Por causa do “diz-que-disse, e devido a uma hora dizerem uma coisa, e outra hora depois dizerem uma completamente contrária ao que se disse, o CDS sugeriu, para já, que as comissões sejam gravadas em audio.” Esta proposta será discutida na próxima Conferência de Representantes.

©Sofia Quintas / Almada Online / Crianças brincam no entulho e escombros das demolições no bairro do 2º Torrão. Esta situação perigosa existe desde Outubro de 2022.

Entrevista a Miguel Salvado

O Almada Online fez também uma entrevista por telefone a Miguel Salvado, ex-vereador da CMA pelo PSD e vereador executivo dos SMAS de Almada em 2019, ano em que foi produzido o primeiro relatório sobre o túnel da vala e os seus problemas estruturais, na origem de todo o processo de demolição e realojamento no bairro do 2º Torrão.

Este relatório inicial surgiu na sequência da necessidade uma limpeza integral do túnel da vala, que atravessa o bairro do 2º Torrão, efectuada pelos SMAS de Almada em Novembro de 2019. Na altura “este túnel que representa os últimos 183 metros da Vala A., (…) uma estrutura em betão armado de 2,00 m x 2,00 (…) é uma estrutura fundamental ao escoamento das águas pluviais provenientes da Costa da Caparica, e por se ter constatado que estava comprometido a passagem do efluente em consequência do arrastamento de pedras e areias por acção do mar, tendo sido necessário proceder de imediato à remoção das pedras que bloqueavam a saída, aproveitou-se também para proceder à limpeza integral e inspecção”, pode ler-se no relatório dos SMAS datado de 9 de Novembro de 2019.

Miguel Salvado contou-nos que “o túnel estava cheio de areia e de entulho, quase totalmente obstruído, só tinha 20 a 25 centímetros livres para passar a água. Os SMAS contrataram uma empresa para limpar o túnel da vala.
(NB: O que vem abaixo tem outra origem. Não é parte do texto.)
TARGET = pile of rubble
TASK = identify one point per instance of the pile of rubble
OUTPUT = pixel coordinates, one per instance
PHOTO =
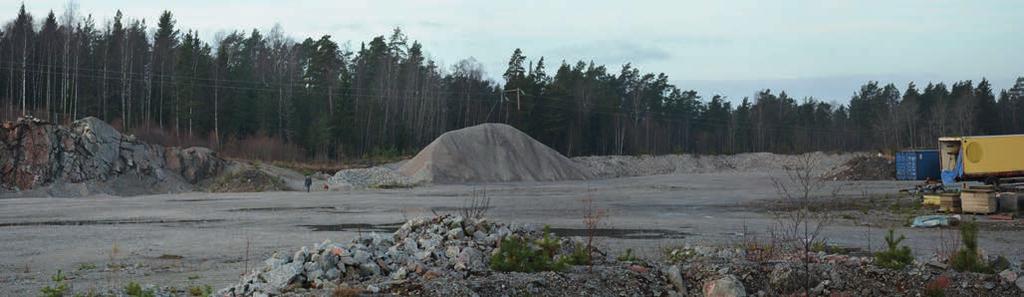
(36, 154)
(449, 256)
(421, 248)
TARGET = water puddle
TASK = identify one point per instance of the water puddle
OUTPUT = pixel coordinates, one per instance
(327, 208)
(622, 234)
(356, 227)
(109, 222)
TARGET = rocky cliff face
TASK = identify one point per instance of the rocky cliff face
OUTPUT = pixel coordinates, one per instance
(35, 154)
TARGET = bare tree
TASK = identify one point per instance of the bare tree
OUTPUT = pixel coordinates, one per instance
(802, 219)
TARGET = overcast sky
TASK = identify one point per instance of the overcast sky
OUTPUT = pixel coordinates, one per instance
(824, 49)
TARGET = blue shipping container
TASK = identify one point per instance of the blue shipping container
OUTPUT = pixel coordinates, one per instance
(918, 165)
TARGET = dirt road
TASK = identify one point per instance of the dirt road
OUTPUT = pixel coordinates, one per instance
(192, 239)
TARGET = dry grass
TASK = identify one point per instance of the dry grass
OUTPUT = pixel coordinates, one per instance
(592, 217)
(346, 292)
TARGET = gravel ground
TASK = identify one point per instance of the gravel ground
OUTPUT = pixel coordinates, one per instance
(190, 239)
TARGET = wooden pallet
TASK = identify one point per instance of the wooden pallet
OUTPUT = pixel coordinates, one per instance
(978, 202)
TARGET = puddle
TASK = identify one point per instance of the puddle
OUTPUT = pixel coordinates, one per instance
(364, 227)
(623, 234)
(284, 208)
(449, 209)
(203, 200)
(108, 222)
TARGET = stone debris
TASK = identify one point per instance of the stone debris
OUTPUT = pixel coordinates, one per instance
(622, 166)
(36, 154)
(864, 167)
(380, 176)
(727, 286)
(441, 246)
(449, 255)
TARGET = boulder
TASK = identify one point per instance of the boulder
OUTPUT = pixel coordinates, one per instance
(195, 163)
(676, 279)
(727, 286)
(35, 154)
(285, 274)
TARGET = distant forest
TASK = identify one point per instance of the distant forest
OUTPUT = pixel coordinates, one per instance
(312, 99)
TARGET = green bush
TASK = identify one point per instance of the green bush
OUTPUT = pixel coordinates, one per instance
(895, 257)
(515, 254)
(580, 256)
(135, 290)
(628, 256)
(60, 286)
(201, 291)
(549, 243)
(967, 258)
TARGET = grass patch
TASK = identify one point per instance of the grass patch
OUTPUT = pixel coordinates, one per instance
(968, 258)
(895, 256)
(59, 287)
(627, 256)
(516, 254)
(201, 291)
(679, 255)
(135, 290)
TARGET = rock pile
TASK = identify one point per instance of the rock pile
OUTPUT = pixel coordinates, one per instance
(489, 153)
(35, 154)
(622, 166)
(421, 248)
(370, 177)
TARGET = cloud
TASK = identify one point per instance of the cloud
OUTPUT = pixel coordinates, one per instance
(612, 52)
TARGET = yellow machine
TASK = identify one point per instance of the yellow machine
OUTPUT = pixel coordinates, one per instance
(981, 158)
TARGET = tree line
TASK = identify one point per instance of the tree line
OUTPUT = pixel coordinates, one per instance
(334, 101)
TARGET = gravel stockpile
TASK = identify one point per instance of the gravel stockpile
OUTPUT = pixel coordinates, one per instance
(489, 153)
(864, 167)
(380, 176)
(621, 166)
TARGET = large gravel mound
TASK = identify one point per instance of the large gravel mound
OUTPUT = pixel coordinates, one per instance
(489, 153)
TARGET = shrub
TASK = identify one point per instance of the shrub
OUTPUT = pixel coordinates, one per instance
(580, 256)
(201, 291)
(628, 256)
(895, 257)
(937, 288)
(135, 290)
(967, 258)
(60, 286)
(549, 244)
(516, 254)
(679, 255)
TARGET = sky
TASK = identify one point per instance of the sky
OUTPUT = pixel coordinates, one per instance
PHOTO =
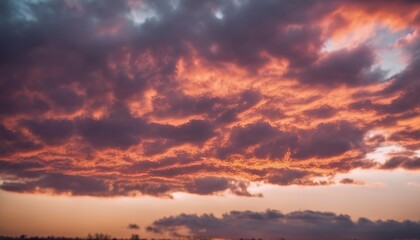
(212, 119)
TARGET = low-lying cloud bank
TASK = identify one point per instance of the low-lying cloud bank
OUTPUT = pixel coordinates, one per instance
(111, 98)
(272, 224)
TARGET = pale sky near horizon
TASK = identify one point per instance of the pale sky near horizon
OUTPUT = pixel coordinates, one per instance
(147, 112)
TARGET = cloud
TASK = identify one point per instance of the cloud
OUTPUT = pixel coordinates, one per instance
(274, 224)
(200, 97)
(133, 226)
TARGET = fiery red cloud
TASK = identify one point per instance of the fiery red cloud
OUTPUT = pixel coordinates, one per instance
(108, 98)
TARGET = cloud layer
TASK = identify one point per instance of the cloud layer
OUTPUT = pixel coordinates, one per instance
(108, 98)
(272, 224)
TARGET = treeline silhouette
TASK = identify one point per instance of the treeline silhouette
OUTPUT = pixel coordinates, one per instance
(96, 236)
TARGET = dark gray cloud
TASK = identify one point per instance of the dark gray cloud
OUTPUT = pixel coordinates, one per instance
(272, 224)
(133, 226)
(168, 102)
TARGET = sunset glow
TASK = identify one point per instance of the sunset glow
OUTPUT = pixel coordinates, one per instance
(210, 119)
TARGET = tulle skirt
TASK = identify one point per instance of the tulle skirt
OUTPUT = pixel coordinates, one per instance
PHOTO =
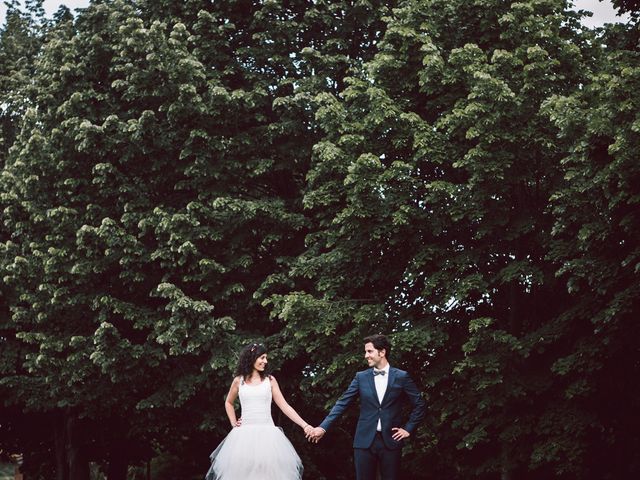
(255, 452)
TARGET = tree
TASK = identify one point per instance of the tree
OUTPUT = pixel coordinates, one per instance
(431, 191)
(153, 198)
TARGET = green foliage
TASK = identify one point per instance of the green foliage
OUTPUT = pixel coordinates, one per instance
(181, 177)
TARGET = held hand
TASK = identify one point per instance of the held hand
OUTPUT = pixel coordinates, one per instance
(399, 434)
(314, 435)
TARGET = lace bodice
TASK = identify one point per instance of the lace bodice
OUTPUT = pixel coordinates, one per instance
(255, 403)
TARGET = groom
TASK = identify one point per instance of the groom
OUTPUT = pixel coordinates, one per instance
(379, 434)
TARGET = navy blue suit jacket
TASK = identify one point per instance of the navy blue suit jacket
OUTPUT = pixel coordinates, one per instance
(400, 387)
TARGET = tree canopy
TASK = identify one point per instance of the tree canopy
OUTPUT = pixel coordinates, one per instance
(179, 178)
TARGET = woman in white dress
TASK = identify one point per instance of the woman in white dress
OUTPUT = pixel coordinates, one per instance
(256, 449)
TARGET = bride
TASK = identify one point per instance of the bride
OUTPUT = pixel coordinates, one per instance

Foram retirados na altura várias toneladas de pedras, areias, entulho e outros detritos, como pneus por exemplo. Durante a limpeza os SMAS aperceberam-se de problemas na estrutura de betão armado da cobertura do túnel da vala. Fiz o túnel todo por dentro a 5 de Novembro de 2019 com os SMAS e a Proteção Civil e, accionei os serviços para se fazer uma inspecção e respectivo relatório. Este relatório depois passa para a Protecção Civil e para a Habitação da CMA. Sai do âmbito dos SMAS. Sou o único vereador que esteve dentro da vala.”

“Os SMAS nesse relatório falam apenas da estrutura porque é do que sabem, não cabe aos SMAS dizer que as pessoas têm de sair. Se a estrutura está mal as pessoas em cima da estrutura logicamente têm sair. “, prossegue Miguel Salvado. As conclusões do relatório diziam que “(…) por estar em causa a segurança, a saúde pública e até ambiental, julgamos importante a reabilitação de toda a laje de cobertura, retirando todas as ligações clandestinas que a feriram e se possível retirar as casas precárias que foram construídas por cima desta infraestrutura.”
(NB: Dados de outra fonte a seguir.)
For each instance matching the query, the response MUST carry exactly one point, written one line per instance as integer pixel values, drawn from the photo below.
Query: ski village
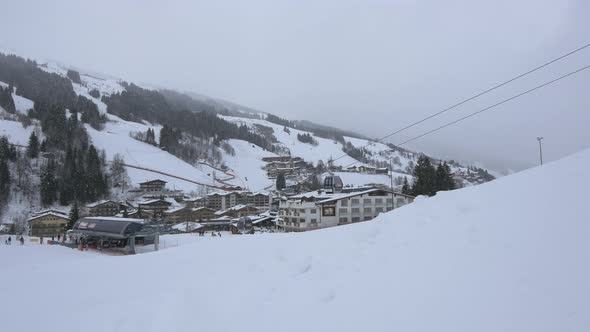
(117, 186)
(127, 206)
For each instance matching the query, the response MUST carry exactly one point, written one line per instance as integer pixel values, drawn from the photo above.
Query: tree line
(428, 179)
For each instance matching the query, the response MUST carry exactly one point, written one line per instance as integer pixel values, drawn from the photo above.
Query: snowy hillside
(484, 258)
(246, 168)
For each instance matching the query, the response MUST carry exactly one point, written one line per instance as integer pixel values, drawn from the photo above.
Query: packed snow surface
(509, 255)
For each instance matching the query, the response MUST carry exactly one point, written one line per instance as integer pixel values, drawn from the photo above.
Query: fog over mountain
(371, 66)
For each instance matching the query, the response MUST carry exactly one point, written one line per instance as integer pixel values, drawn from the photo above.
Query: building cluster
(366, 169)
(289, 166)
(336, 205)
(123, 224)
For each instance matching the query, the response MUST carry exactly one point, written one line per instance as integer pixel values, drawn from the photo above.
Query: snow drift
(510, 255)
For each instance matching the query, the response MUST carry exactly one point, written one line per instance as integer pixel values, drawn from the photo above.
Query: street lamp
(540, 149)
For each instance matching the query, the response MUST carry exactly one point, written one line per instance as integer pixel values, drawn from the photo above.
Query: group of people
(9, 240)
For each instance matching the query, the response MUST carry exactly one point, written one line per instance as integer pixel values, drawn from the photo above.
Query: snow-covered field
(15, 131)
(509, 255)
(325, 149)
(360, 179)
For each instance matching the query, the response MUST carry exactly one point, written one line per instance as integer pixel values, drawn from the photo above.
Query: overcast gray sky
(368, 65)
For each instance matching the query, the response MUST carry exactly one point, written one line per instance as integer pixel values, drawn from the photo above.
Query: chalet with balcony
(336, 206)
(152, 185)
(48, 223)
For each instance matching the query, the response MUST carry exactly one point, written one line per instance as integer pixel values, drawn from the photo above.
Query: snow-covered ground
(15, 131)
(360, 179)
(325, 149)
(509, 255)
(248, 165)
(114, 138)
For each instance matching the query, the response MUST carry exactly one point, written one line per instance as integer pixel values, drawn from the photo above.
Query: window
(329, 211)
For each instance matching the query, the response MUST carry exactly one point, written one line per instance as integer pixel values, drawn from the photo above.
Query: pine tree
(444, 178)
(281, 182)
(424, 177)
(33, 148)
(48, 185)
(6, 100)
(95, 180)
(406, 190)
(74, 215)
(4, 176)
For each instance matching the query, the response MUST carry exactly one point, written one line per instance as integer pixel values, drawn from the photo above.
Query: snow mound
(509, 255)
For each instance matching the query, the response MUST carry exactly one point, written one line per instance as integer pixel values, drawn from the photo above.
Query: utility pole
(540, 149)
(391, 179)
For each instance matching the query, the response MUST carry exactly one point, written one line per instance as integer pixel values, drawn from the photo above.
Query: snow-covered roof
(175, 209)
(184, 225)
(202, 208)
(116, 219)
(95, 204)
(50, 213)
(153, 201)
(50, 210)
(152, 181)
(194, 199)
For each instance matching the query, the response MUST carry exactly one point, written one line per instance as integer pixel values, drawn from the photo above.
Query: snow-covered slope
(114, 138)
(247, 165)
(509, 255)
(325, 149)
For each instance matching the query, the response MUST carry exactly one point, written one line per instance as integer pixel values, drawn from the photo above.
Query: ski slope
(360, 179)
(248, 166)
(114, 138)
(325, 149)
(509, 255)
(15, 132)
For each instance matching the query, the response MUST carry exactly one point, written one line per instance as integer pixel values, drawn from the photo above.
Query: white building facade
(316, 210)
“O relatório foi também enviado para a APL [Administração do Porto de Lisboa], para a APA [Agência Portuguesa do Ambiente] e, para a Autoridade Nacional da Protecção Civil. As duas primeiras por ser este assunto da vala também da sua responsabilidade na altura e, a última pelo perigo que a infraestrutura apresentava.”, acrescenta Miguel Salvado.

Entretanto houve alterações a nível do Regime Jurídico dos Terrenos do Domínio Público Hídrico, passando a vala e as suas margens a ser administradas pela autarquia de Almada. Para complicar ainda mais a vala do 2º Torrão encontra-se em território classificado como REN (Reserva Ecológica Nacional), cujos terrenos pertencem a proprietários privados, que os adquiriram à antiga Fábrica da Pólvora da Trafaria, antes de estarem classificados como REN.

À pergunta se considera que as ligações clandestinas que o relatório menciona, que mais não são que o escoamento das casas de banho das construções feitas em cima da vala, são as responsáveis pela degradação da estrutura da cobertura da vala, Miguel Salvado é peremptório. “Também. Essas ligações rompem a estrutura de betão armado com ferro existente na laje que cobre o túnel da vala. O ferro é calculado para suster aquela estrutura específica e não para ser rompido. Alguns moradores também substituíram partes da laje da vala por cofragem, para construirem as casas.”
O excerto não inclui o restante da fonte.